Recent polls show that this attitude is not unique to the most active in Arizona’s progressive community. On Tuesday NBC released a poll showing Sinema six points ahead of McSally, mostly thanks to Latinx voters, women, and independents.

“Look, she is bad on immigration, and we’re disappointed in her,” Betty Guardado, an advocate with CASE Arizona, an immigrant and workers' rights organization, told BuzzFeed News. “But we also have to look at the whole state and see where the state is at, and we believe that if she went gung ho on immigration issues she wouldn’t be where she is right now. … We had to go with the candidate that we knew was gonna win.”

So instead of focusing on the negative, the volunteers have chosen to emphasize Sinema’s liberal and loyal stances on abortion, universal health care, and LGBT issues. She also has supported labor unions in Arizona, they said, and she has consistently supported the DREAM Act, which granted legal status to young adults who were brought to the US by their parents as children.

Danny Ortega, a lawyer who has worked in the immigration activist community in Phoenix for decades, told BuzzFeed News that he was familiar with the concerns expressed by the young, Latinx, and activist communities about Sinema’s immigration record and that he agreed with those concerns.

“But that shouldn’t get in the way of facing the reality of this Congress, that in order to come up with workable solutions you need compromise,” Ortega said, emphasizing that Sinema’s history of crossing the aisle is her strong suit. “I think Kyrsten’s part of the solution here, despite the reservations” of some of the people on the ground.

And maybe in a more friendly Congress, some of the volunteers said, her liberal side will start to take over.

“I’ve known Kyrsten [Sinema] since 1999, and I’ve been a physical and financial supporter of her since her first race,” Abboud, who is now encouraging her supporters to vote for Sinema, told BuzzFeed News. “She used to be a lot more liberal; she used to be a lot more outspoken.

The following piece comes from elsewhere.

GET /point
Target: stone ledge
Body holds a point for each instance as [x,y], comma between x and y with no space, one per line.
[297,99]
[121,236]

Everyone is pinning their hopes on if there is a Democratic majority, she will move back that way.”

And for the burgeoning progressive population, there are others on the ticket they can feel excited about. Young, minority state legislators, and candidates like Garcia, whom Sen. Bernie Sanders recently flew to Arizona to rally for. If they win, it will mark a real sea-change in Arizona politics.

“There is going to be such a world soon,” where progressive activists see candidates who better reflect their views succeed in Arizona, National Organization of Women Arizona (NOW) board member Dianne Post told BuzzFeed News. “Maybe not this election cycle, but soon.”

CORRECTION

Angelica Romero is the vice president of Planned Parenthood Generation's Arizona State University chapter. An earlier version of this post misstated her title.